Could’ve been a blip, so fingers crossed, Duncan. But from what you have told us you have quite a defensive system yourself so perhaps Which? Conversation struggles to get through.

Member

A “defensive system ” that only works for 12 hours John ?

Member

Well, I assume you are not trying to stop Which? Conversation reaching you, just to make it more difficult for the wrong sort of contact from the wrong sources.

Member

John it only happened two days ago , no changes were made to my PC , nor was any of my browsers changed nor search engines and the fact that after 12 hours I could see the new convo+ latest Discussions point to Which,s server not anything related to me. I knew something was up anyway as I was getting unusual stability conditions for a good while . John a lot goes on behind the scenes. I let myself be tracked by the “new system ” which is related to the log-in system used by Which -WordPress – Which isnt the only website using this but its the only one that I have problems with.

Member

Hi Duncan, this sounds really strange to me as the convos over the past few days have published overnight so you should have seen the appear in the early hours of the morning (if you’re up and looking for them that is :P).
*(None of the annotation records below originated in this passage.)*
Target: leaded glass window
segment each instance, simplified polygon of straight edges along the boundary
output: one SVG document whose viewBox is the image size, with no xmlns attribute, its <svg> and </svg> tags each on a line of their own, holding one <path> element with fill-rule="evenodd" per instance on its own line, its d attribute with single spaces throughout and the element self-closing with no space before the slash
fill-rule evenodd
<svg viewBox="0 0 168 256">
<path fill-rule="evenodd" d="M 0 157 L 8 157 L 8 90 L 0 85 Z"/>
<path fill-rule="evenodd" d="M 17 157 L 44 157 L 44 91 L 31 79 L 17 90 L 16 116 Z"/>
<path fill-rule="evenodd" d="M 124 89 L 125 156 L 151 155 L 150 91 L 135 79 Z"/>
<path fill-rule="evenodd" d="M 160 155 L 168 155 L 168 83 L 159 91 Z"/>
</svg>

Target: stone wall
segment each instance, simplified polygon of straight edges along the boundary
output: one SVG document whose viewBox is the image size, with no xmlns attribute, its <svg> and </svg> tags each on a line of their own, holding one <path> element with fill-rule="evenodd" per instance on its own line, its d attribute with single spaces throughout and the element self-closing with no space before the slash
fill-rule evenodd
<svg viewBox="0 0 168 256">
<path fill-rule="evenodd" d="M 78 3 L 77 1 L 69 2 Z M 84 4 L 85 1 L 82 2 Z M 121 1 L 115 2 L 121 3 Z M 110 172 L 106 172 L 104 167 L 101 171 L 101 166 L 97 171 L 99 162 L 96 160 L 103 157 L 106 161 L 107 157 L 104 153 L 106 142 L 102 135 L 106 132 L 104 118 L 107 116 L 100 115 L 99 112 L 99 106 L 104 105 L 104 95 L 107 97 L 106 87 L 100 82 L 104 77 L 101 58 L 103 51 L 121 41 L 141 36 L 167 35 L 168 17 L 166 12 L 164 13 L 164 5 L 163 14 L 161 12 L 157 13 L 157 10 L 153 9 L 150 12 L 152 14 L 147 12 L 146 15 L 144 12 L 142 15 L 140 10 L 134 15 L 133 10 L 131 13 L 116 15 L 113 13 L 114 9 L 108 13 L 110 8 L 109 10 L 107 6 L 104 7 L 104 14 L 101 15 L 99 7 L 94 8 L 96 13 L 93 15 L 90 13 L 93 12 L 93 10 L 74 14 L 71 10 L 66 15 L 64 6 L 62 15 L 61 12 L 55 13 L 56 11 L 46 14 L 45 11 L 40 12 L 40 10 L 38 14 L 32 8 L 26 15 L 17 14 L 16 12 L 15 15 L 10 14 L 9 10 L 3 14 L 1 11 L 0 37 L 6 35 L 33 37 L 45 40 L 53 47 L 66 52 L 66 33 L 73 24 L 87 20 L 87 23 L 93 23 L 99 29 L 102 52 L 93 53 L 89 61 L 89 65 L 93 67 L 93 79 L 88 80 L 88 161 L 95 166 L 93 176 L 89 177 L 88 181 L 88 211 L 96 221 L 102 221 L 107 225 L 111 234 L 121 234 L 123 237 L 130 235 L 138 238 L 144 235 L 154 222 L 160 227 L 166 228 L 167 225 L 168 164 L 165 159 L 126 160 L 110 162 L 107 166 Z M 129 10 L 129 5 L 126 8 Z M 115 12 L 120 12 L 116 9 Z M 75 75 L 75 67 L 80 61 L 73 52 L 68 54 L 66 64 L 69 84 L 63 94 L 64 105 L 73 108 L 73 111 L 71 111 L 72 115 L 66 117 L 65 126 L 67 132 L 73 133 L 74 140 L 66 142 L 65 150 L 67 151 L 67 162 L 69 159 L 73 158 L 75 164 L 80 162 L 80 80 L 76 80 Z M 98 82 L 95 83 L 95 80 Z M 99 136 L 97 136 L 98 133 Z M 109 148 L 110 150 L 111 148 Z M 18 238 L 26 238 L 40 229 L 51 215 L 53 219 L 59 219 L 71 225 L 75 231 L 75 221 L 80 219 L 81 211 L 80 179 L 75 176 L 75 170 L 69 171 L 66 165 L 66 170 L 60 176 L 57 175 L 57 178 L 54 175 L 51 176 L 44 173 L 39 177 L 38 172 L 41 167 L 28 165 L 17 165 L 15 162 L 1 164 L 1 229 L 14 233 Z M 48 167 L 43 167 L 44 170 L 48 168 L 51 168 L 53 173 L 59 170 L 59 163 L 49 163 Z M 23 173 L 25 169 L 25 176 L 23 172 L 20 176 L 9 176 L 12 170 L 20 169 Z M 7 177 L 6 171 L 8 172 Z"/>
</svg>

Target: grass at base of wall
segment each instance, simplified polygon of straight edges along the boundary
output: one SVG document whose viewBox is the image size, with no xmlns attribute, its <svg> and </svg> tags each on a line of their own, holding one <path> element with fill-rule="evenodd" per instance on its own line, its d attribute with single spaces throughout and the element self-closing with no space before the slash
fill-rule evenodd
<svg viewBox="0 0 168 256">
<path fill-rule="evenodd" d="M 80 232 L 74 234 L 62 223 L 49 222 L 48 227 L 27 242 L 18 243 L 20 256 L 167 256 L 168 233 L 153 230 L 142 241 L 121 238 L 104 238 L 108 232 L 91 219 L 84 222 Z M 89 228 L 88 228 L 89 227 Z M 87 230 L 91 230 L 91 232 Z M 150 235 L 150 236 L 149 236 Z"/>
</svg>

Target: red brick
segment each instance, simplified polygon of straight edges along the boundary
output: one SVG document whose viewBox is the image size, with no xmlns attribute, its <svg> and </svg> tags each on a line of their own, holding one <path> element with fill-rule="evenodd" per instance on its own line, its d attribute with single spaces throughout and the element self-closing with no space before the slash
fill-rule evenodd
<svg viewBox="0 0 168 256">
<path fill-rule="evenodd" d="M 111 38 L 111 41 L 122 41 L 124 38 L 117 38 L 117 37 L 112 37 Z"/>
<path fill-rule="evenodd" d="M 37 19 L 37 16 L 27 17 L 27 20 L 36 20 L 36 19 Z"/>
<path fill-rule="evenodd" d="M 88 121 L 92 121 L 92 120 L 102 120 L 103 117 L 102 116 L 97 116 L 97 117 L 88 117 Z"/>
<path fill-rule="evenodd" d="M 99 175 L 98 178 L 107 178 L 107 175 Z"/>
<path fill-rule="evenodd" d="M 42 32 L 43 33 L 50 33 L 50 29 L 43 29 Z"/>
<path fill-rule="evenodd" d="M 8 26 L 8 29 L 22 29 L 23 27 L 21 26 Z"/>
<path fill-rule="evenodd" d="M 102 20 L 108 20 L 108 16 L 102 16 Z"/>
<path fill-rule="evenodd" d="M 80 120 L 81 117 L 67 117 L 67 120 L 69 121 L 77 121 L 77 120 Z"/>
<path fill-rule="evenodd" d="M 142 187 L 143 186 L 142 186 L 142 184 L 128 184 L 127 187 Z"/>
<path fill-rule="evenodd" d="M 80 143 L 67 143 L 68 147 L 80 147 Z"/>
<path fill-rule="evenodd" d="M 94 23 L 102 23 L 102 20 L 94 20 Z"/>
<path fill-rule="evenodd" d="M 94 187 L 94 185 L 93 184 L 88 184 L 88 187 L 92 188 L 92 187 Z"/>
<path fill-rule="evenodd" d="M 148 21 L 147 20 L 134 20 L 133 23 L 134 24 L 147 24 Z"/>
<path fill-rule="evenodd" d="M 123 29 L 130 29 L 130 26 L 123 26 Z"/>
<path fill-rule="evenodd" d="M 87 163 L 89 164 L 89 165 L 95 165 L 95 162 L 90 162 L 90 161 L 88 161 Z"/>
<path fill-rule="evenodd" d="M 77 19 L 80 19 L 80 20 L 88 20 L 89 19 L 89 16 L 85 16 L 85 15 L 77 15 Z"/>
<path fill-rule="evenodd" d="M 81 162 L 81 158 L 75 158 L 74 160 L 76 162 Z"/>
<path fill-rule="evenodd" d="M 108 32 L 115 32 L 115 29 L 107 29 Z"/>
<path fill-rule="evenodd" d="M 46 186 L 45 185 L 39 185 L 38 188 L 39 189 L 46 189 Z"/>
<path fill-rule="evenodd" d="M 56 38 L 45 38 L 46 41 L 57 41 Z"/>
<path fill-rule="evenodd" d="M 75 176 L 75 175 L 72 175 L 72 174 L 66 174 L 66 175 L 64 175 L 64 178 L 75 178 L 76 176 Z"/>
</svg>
I’ll do some digging and find out if there’s a fix for this, I don’t want you to be missing out 🙂

Member

Lauren it was sorted by , I take it , Which, the day after my last post on it , thanks Lauren.

Member

Ok good. If you do see this happening again for you would you be able to email me some screen grabs of what you’re seeing – it will help us in trying to work out what the problem is

Member

Malcolm – I picked up your explanation for the duplicated post on another Conversation so please ignore my previous remark. I remain surprised that the moderator cannot delete a duplicate post, however, as sometimes it is due to a system glitch.

Member

I wonder how many banks and other financial institutions still send emails that include phone numbers and email addresses in emails rather than inviting customers to look up this information and get in touch. If members of the public are expected to behave responsibly then the banks etc. should have learned to do this years ago. If banks etc. have to call their customers then they should ask customers to look up the contact details and make the phone call.

If the public is made aware that unsolicited phone calls and emails with contact details are likely to be scams we might make progress in tackling the current problems.